Intervention de Jean-Arnold Vinois

Réunion du 14 avril 2015 à 17h00
Commission des affaires européennes

Jean-Arnold Vinois, conseiller sur la politique énergétique européenne pour l'Institut Jacques Delors :

Nous proposons en effet dans notre rapport dix piliers, tous liés l'un à l'autre, de manière à mettre l'énergie au centre d'un projet mobilisateur pour le secteur concerné comme pour tous les citoyens – considérant que la transition énergétique est une question citoyenne. Le plus grand progrès réalisé depuis 2007 est d'accepter d'aller vers une économie à bas carbone, laquelle suppose des changements importants, amplifiés par le fait que la demande devient active. Une révolution est en cours : les technologies de l'information sont en train de donner au secteur de l'énergie des outils pour devenir plus intelligent. Le paradigme doit donc partir de la demande plutôt que de l'offre.

L'énergie doit dès lors intégrer toute la stratégie industrielle. C'est un excellent vecteur pour développer celle-ci grâce à l'innovation et beaucoup d'entreprises pourraient être stimulées par une véritable stratégie dans ce domaine. Beaucoup de choses pourraient être faites, dans le stockage de l'énergie ou les transports notamment – ce qui n'est pas assez visible dans la communication de la Commission.

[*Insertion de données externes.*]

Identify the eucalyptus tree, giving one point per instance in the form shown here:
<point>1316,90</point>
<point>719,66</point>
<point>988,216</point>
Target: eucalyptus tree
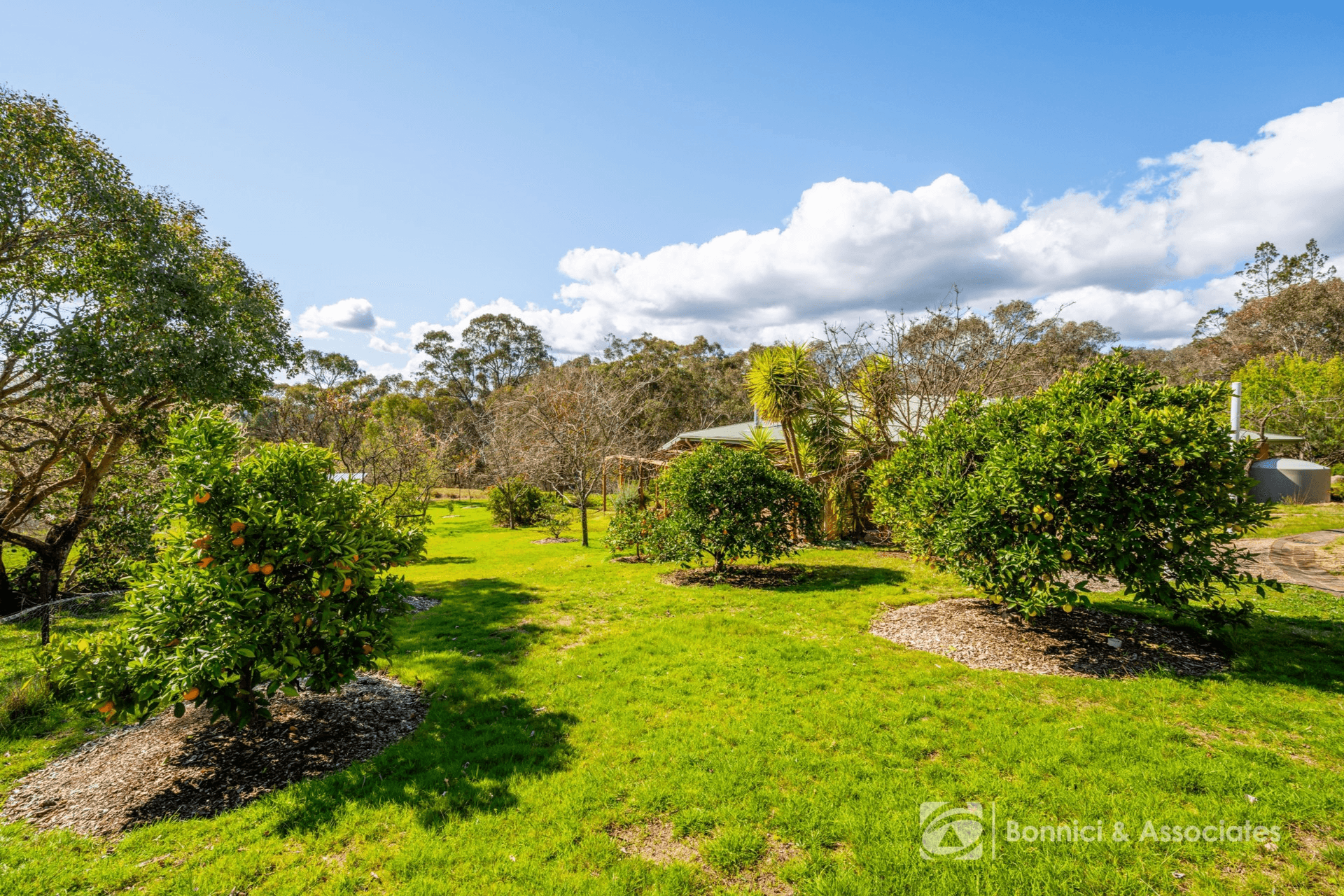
<point>496,351</point>
<point>559,428</point>
<point>115,308</point>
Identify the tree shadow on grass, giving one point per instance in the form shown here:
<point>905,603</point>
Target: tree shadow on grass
<point>1306,652</point>
<point>843,577</point>
<point>787,577</point>
<point>480,734</point>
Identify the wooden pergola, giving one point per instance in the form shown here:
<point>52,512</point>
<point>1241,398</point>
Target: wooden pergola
<point>638,468</point>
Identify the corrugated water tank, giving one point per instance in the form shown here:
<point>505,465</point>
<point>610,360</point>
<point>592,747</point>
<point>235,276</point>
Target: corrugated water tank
<point>1282,477</point>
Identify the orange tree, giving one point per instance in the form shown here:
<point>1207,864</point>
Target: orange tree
<point>1109,472</point>
<point>733,504</point>
<point>273,575</point>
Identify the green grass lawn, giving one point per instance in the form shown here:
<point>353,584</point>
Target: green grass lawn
<point>573,696</point>
<point>1294,519</point>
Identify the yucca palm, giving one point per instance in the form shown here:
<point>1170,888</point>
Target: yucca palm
<point>783,383</point>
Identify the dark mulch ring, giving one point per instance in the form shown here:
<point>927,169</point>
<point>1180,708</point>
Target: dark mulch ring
<point>739,577</point>
<point>188,769</point>
<point>1084,643</point>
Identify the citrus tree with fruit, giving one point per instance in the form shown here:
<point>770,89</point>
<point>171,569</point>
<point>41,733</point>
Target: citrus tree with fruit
<point>1109,472</point>
<point>272,575</point>
<point>730,504</point>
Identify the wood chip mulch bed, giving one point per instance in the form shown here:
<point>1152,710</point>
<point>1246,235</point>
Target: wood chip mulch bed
<point>188,769</point>
<point>1084,643</point>
<point>739,577</point>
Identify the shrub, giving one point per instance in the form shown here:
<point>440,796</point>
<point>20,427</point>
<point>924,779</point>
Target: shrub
<point>733,504</point>
<point>272,574</point>
<point>514,503</point>
<point>555,514</point>
<point>1108,472</point>
<point>1298,396</point>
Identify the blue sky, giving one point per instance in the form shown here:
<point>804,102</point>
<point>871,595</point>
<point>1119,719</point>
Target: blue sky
<point>417,155</point>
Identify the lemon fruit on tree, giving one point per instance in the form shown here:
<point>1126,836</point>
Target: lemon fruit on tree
<point>273,575</point>
<point>1109,472</point>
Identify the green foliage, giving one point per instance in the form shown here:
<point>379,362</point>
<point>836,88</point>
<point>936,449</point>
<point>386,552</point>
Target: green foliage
<point>634,523</point>
<point>120,533</point>
<point>498,351</point>
<point>555,516</point>
<point>272,574</point>
<point>1108,472</point>
<point>764,710</point>
<point>733,504</point>
<point>734,849</point>
<point>1298,397</point>
<point>515,503</point>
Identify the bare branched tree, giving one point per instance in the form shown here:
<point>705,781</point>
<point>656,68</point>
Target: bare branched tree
<point>559,426</point>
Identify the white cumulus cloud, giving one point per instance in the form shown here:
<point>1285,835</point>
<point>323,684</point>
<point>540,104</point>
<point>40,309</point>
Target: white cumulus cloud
<point>349,315</point>
<point>853,250</point>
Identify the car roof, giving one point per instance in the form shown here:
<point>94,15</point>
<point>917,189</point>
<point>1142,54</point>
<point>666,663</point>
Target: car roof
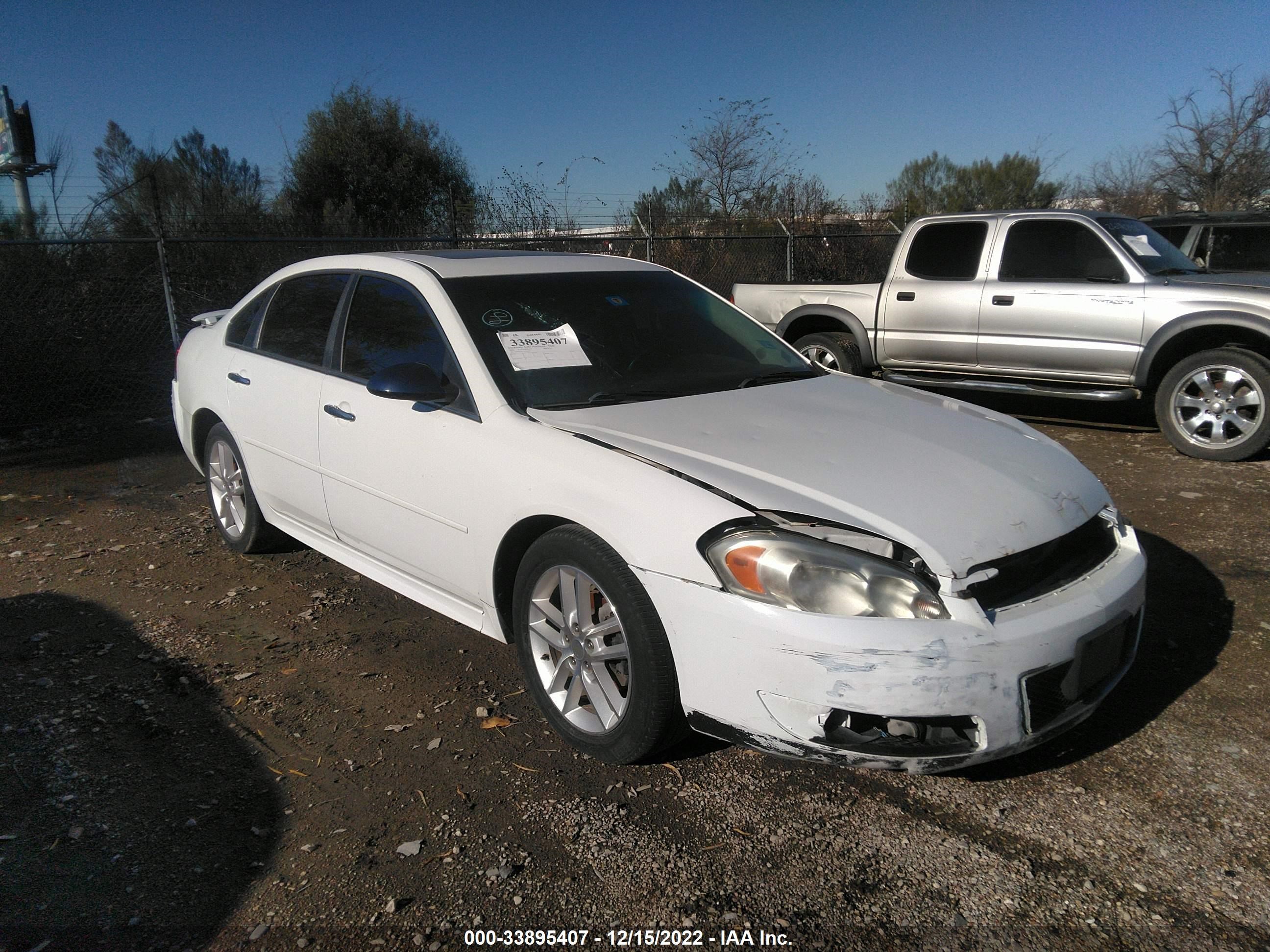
<point>486,262</point>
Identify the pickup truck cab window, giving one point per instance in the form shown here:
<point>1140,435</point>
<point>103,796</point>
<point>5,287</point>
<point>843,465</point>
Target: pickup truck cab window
<point>388,325</point>
<point>1057,250</point>
<point>245,324</point>
<point>299,319</point>
<point>948,250</point>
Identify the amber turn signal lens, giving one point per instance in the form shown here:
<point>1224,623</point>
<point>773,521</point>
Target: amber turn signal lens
<point>743,565</point>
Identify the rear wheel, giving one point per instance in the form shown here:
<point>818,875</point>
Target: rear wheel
<point>229,492</point>
<point>1212,405</point>
<point>833,351</point>
<point>593,649</point>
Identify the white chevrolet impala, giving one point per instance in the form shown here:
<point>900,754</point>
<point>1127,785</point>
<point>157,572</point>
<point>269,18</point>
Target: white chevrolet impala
<point>674,517</point>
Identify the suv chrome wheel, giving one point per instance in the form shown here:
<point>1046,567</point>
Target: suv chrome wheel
<point>580,649</point>
<point>1219,406</point>
<point>226,489</point>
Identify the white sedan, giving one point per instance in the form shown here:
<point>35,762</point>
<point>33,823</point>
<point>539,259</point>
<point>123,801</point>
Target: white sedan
<point>675,517</point>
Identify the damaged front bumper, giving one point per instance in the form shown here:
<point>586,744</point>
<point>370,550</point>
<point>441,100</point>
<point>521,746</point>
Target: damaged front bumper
<point>912,695</point>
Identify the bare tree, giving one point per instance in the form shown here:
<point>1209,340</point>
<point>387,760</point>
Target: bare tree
<point>738,153</point>
<point>1125,182</point>
<point>1220,160</point>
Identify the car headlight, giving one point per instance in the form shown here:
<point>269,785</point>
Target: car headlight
<point>810,575</point>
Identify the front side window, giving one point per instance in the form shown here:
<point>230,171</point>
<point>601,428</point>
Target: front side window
<point>1153,253</point>
<point>387,325</point>
<point>1240,248</point>
<point>1057,250</point>
<point>299,319</point>
<point>948,250</point>
<point>562,340</point>
<point>243,325</point>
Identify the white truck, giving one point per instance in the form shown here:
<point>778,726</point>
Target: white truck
<point>1067,304</point>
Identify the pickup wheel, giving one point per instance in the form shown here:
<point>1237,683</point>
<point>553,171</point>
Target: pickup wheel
<point>832,351</point>
<point>1213,405</point>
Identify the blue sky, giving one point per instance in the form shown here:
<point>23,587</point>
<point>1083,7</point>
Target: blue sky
<point>867,85</point>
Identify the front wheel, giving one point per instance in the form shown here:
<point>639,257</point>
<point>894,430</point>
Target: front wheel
<point>833,351</point>
<point>593,649</point>
<point>1212,405</point>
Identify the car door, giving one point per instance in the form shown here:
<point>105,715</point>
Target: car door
<point>275,386</point>
<point>1060,301</point>
<point>399,474</point>
<point>930,310</point>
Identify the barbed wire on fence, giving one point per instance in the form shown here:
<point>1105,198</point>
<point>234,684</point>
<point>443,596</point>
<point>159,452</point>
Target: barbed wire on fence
<point>87,327</point>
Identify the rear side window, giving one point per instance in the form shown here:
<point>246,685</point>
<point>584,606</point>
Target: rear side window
<point>243,325</point>
<point>299,318</point>
<point>387,325</point>
<point>1240,248</point>
<point>1056,250</point>
<point>948,250</point>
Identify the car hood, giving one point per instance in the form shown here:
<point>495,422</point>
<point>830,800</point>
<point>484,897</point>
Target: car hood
<point>1241,280</point>
<point>958,484</point>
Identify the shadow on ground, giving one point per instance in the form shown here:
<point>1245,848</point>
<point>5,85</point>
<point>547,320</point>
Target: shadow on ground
<point>134,813</point>
<point>1188,623</point>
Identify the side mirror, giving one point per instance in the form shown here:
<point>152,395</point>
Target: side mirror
<point>1104,269</point>
<point>411,381</point>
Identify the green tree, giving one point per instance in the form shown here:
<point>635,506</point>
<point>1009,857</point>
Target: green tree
<point>936,185</point>
<point>368,164</point>
<point>920,187</point>
<point>200,187</point>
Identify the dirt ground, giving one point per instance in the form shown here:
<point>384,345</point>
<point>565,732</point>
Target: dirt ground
<point>206,751</point>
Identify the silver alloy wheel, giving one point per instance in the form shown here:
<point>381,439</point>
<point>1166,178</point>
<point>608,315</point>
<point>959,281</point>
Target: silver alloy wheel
<point>229,492</point>
<point>580,649</point>
<point>1219,406</point>
<point>822,356</point>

Il y a aussi une dimension éducative, à la fois pour les futurs emplois de ce nouveau modèle énergétique et pour sensibiliser les citoyens à ce qu'est l'énergie. De même qu'il y a une politique sociale de l'énergie, qui suppose de voir la mutation en train de se produire dans le domaine des emplois, mais aussi de traiter les consommateurs vulnérables, non pas seulement avec un tarif énergétique valable, mais aussi en prenant conscience que les personnes les plus pauvres énergétiquement sont aussi les plus mal logées et dans les immeubles les plus inefficaces.

L'idée d'un état de l'Union de l'énergie annuel pourrait permettre d'informer au plus haut niveau le public sur l'évolution de la transition énergétique.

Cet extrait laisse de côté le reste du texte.